"Rrzepraszam Варшавская история" - читать интересную книгу автора (Друзенко Анатолий)

Анатолий Друзенко
Rrzepraszam Варшавская история

Когда уже казалось, что я опустился на самое дно, снизу постучали. Станислав Ежи Лец.

Друзенко Анатолий Иванович родился в 1940 году. Закончил МГУ. В 1961

– 1998 годах работал в газете “Известия”. В “Новом мире” печатается впервые.

Когда этот номер готовился к печати, пришло горестное известие о скоропостижной смерти Анатолия Ивановича. Редакция выражает искреннее соболезнование родным и близким нашего уважаемого автора.


1976-й.

Расцвет застоя.

Брежнев еще сам застегивает ширинку.

На Пушкинскую присылают Алексеева.

Кадровик носит ему личные дела сотрудников: новый Главный знакомится с коллективом.

Редакция в шоке.

Оптимисты сокрушаются:

– Это конец!

Пессимисты успокаивают:

– Это только начало.

Новый Главный интригует Олега Павлова, спецкора-аграрника. Белокурая бестия, он на дух не переносит начальников. Особенно тех, чьи портреты таскают на демонстрациях, и они болтаются в толпе, как… в проруби.

Обнаружив в газете некролог, Олежка оживляется.

– Я всегда смотрю, – весело объясняет, – где ты, деятель, был в период с сорок первого по сорок пятый, а? Любопытная картина получается. Подгорного не забыли? Всю войну прокукарекал в тылу.

– А Машеров? – срезаю я аналитика.

– Исключения бывали, – соглашается Олежка. – Но редко.

Алексеев не из их числа. Великую Отечественную он пережил в городе-музее Самарканде, где редактировал газету. Впрочем, его вполне могли списать по зрению: на широкой переносице Главного очки с немыслимым количеством диоптрий.

Смотреть в набухшие линзы страшновато. Все равно что заглядывать в душу циклопа.

Когда Алексееву приносят полосу, он мрачнеет. Зовет ответственного секретаря и, страдая от предчувствий, ввинчивает палец в строку:

– Это о чем? А это? А подробнее?

В коридорах острят:

– Бывают случаи, когда главный редактор не может писать. Но чтобы и читать не умел!

На летучку, где в меру демократично обсуждаются вышедшие номера,

Алексеев опоздал.

Дежурный критик был в ударе и чихвостил все подряд.

– Это кто? – шепотом спросил Алексеев.

– Коган, – шепотом ответили ему.

– Коган? – насторожился Алексеев. – А он откуда? Он в редакции работает?

– А как же!

Это была последняя летучка…

Установки Алексеева терзают душу, как завывания мартовского кота.

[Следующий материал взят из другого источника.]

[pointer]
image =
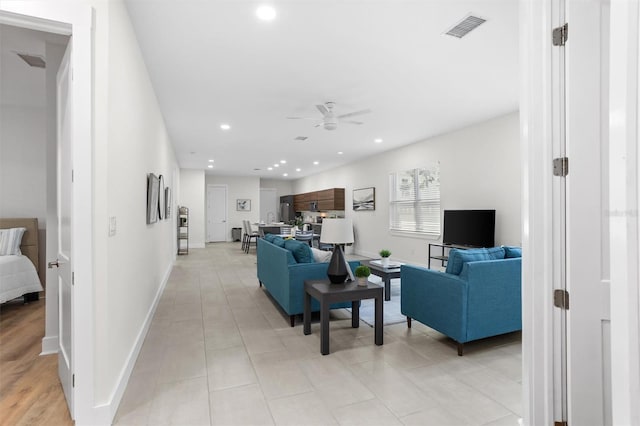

– Размышлизмы, – гудит он, нервно поправляя окуляры, – это тру-ля-ля. Главное – люди труда.

На первой полосе стали печатать мелкие, как на паспорт, фотографии.

Издали похоже на листовки “Их разыскивает милиция”. Правда, карточки изображают не преступников, а передовиков производства.

Их не пять, не десять и даже не двенадцать, а обязательно пятнадцать.

По числу входивших в Союз республик.

В том порядке, в каком они перечислялись в Конституции.

Первый ударник – из РСФСР, второй – хохол, третий – белорус, а в самом конце – эстонец.

Володя Соколов, шеф отдела иллюстраций, тоскует:

– В завтрашний номер эстонец у меня есть, а на послезавтра – йок!

В редакцию приводят американского фельетониста Бухвальда.

Алексеев представляет гостю доморощенного коллегу, сообщая с мальчишеской радостью:

– Ему на днях орден вручили.

Американец в изумлении:

– У вас фельетонистов орденами награждают?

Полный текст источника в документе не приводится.